The idea of yearbook trends was talked about during the sessions. Tom Shields, sales representative for Jostens, spoke to students about current trends that have been successful in other areas of the country. His presentation highlighted the ways that other high school students have created unique sections of their yearbook. He talks about how every student at a high school has a story to tell. Shields wants students to understand what good and bad strategies are when creating a yearbook.

“(This event) will give them a basis going forward on things they should do and things they should not do,” Shield said. “It exposes them to things they might not normally be exposed to in yearbook. I hope they become enthused about yearbook. They get excited about their project and that they get a cool cover on their book.”

The event started with students looking through past yearbooks from schools around their area and across the country. This provides students with the chance to find ideas for their own yearbook. It also allows students to see mistakes in other schools’ yearbooks.

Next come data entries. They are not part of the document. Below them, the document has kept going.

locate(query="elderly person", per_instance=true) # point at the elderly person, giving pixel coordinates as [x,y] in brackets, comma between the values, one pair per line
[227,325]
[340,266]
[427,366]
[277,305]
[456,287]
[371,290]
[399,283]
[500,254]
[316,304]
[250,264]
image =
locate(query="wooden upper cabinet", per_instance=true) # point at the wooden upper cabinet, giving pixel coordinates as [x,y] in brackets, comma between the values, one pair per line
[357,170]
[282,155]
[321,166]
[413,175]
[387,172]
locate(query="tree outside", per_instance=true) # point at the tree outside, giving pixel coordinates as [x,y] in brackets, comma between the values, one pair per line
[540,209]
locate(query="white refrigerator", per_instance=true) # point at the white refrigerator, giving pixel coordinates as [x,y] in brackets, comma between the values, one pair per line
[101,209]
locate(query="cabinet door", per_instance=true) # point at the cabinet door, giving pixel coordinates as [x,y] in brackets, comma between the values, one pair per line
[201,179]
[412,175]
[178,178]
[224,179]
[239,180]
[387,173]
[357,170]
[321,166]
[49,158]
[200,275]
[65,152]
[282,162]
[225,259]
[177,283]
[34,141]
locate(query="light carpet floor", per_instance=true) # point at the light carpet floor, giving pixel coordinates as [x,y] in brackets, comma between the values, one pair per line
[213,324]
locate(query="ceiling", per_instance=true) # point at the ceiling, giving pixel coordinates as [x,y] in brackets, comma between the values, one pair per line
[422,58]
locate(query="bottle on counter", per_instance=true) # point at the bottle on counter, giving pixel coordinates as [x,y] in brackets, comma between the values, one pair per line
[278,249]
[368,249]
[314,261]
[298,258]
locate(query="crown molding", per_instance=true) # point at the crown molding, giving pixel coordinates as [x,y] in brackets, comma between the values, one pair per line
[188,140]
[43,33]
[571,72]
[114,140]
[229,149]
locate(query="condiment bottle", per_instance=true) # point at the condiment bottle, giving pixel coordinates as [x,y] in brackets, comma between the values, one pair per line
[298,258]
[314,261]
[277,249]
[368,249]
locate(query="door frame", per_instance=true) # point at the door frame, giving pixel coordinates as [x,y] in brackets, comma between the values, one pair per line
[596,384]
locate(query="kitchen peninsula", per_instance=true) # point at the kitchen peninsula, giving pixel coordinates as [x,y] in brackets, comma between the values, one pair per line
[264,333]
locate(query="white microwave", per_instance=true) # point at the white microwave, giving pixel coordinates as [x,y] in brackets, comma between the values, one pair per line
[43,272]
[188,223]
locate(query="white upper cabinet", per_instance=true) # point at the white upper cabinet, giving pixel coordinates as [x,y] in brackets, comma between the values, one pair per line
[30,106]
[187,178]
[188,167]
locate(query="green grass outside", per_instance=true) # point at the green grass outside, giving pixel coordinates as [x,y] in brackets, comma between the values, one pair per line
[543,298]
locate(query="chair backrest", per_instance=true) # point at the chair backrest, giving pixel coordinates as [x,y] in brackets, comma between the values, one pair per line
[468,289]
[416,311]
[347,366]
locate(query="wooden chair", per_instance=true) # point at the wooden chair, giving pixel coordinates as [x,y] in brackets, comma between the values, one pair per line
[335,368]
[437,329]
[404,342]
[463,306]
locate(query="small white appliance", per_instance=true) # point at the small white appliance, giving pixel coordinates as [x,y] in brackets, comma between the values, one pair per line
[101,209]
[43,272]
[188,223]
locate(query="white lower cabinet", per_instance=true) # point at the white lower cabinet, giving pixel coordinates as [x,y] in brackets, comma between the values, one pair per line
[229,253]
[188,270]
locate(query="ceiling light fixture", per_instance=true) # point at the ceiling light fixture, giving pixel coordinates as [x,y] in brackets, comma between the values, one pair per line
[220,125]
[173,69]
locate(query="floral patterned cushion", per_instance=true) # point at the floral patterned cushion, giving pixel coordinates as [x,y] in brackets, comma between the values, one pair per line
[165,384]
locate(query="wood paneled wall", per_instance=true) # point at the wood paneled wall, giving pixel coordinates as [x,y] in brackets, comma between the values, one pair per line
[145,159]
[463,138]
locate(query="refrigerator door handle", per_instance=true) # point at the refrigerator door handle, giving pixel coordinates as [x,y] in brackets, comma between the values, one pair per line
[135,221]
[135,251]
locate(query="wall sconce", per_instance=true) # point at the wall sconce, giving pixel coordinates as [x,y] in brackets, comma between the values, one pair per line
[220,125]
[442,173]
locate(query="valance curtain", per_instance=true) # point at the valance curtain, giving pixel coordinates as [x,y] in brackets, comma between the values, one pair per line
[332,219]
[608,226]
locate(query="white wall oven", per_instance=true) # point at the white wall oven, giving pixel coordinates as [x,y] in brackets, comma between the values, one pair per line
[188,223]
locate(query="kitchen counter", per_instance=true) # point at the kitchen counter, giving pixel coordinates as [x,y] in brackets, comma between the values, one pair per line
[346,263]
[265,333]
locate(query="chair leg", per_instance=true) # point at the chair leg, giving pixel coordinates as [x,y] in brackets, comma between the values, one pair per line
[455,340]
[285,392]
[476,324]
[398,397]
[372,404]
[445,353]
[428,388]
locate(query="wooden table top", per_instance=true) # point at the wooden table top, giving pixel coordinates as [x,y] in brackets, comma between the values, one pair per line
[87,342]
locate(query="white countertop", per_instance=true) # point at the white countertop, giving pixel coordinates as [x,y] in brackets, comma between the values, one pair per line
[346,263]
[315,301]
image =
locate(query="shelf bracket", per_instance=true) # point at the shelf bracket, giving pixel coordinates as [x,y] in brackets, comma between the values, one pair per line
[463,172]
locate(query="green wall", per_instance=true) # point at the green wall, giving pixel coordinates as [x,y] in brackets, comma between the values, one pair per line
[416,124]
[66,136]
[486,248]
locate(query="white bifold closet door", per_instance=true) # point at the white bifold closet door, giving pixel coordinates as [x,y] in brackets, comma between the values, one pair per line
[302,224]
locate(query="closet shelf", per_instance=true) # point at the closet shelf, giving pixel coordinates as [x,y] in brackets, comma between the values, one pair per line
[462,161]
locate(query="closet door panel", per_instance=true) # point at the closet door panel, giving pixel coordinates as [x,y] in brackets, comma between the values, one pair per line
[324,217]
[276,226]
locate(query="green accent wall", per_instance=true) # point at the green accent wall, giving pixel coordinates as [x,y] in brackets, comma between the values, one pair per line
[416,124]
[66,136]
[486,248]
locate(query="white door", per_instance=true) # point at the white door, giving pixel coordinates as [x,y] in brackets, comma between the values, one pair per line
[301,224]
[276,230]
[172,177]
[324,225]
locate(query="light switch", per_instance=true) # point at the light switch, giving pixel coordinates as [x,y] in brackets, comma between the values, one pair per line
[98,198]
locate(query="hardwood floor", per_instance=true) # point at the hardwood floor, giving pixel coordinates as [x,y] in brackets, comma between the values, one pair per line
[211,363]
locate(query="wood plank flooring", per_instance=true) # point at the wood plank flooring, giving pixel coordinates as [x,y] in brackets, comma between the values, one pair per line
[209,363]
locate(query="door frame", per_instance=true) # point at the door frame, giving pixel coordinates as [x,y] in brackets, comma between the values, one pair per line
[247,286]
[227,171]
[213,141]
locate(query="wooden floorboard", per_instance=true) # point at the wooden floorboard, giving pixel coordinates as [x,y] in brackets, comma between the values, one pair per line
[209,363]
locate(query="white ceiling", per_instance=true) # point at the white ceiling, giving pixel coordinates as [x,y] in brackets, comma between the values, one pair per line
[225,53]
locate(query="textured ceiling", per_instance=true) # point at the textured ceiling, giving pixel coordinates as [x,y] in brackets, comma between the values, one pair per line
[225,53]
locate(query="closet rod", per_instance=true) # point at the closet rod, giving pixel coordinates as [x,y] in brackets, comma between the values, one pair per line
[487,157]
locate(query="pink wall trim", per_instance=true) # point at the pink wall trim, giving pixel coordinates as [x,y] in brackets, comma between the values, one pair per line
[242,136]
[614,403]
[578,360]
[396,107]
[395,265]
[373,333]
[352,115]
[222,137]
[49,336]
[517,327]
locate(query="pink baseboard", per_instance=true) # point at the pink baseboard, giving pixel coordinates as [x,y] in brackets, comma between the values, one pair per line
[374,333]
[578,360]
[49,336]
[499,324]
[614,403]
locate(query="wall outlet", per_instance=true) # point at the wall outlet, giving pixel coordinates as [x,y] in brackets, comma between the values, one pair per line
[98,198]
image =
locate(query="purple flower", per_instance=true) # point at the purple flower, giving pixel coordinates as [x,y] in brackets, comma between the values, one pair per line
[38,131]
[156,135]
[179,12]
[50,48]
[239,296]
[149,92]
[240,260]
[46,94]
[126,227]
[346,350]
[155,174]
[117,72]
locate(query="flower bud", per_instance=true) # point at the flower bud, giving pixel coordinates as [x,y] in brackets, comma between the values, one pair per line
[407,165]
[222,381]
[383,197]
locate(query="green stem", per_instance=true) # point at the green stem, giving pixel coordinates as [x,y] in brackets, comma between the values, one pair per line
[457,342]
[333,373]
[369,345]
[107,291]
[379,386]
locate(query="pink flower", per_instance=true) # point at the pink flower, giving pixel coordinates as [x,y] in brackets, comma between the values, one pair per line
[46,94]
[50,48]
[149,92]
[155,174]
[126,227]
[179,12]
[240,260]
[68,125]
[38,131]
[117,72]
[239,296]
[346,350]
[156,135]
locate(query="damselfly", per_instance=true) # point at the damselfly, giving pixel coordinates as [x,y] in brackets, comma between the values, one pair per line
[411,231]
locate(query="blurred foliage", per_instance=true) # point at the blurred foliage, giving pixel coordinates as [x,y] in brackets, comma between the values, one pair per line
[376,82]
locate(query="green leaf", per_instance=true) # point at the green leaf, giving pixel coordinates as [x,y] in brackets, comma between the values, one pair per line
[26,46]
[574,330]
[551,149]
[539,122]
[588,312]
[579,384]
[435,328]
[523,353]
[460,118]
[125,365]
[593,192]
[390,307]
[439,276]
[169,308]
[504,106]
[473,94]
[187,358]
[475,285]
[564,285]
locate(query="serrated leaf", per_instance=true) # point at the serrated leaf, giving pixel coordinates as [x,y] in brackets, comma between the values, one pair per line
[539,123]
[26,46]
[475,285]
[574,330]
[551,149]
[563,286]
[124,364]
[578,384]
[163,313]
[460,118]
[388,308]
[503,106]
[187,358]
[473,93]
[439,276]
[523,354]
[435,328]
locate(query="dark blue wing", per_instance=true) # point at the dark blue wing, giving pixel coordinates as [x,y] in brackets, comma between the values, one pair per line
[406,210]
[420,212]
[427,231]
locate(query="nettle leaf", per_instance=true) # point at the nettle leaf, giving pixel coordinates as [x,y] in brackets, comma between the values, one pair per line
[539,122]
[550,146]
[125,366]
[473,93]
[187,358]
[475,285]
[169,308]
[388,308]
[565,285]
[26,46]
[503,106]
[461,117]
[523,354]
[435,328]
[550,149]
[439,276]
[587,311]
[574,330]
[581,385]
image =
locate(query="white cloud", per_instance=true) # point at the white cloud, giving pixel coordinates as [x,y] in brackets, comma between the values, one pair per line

“They can find ideas from the past, because not everything in the past is bad,” Shields said. “Some things are worth redoing and some things are worth not doing again, so it will provide them a good road map of where to take their book and when they look at other schools, things they have done, they steal ideas from those as well.”

Shields hopes the event will inspire yearbook students to think about new ways to create a yearbook.

“I hope they get some organization of ideas,” Shields said. “I hope it’s a bonding moment and that they maybe get a little bit of adaptation of ideas. I hope this reaches out and changes their typical view.”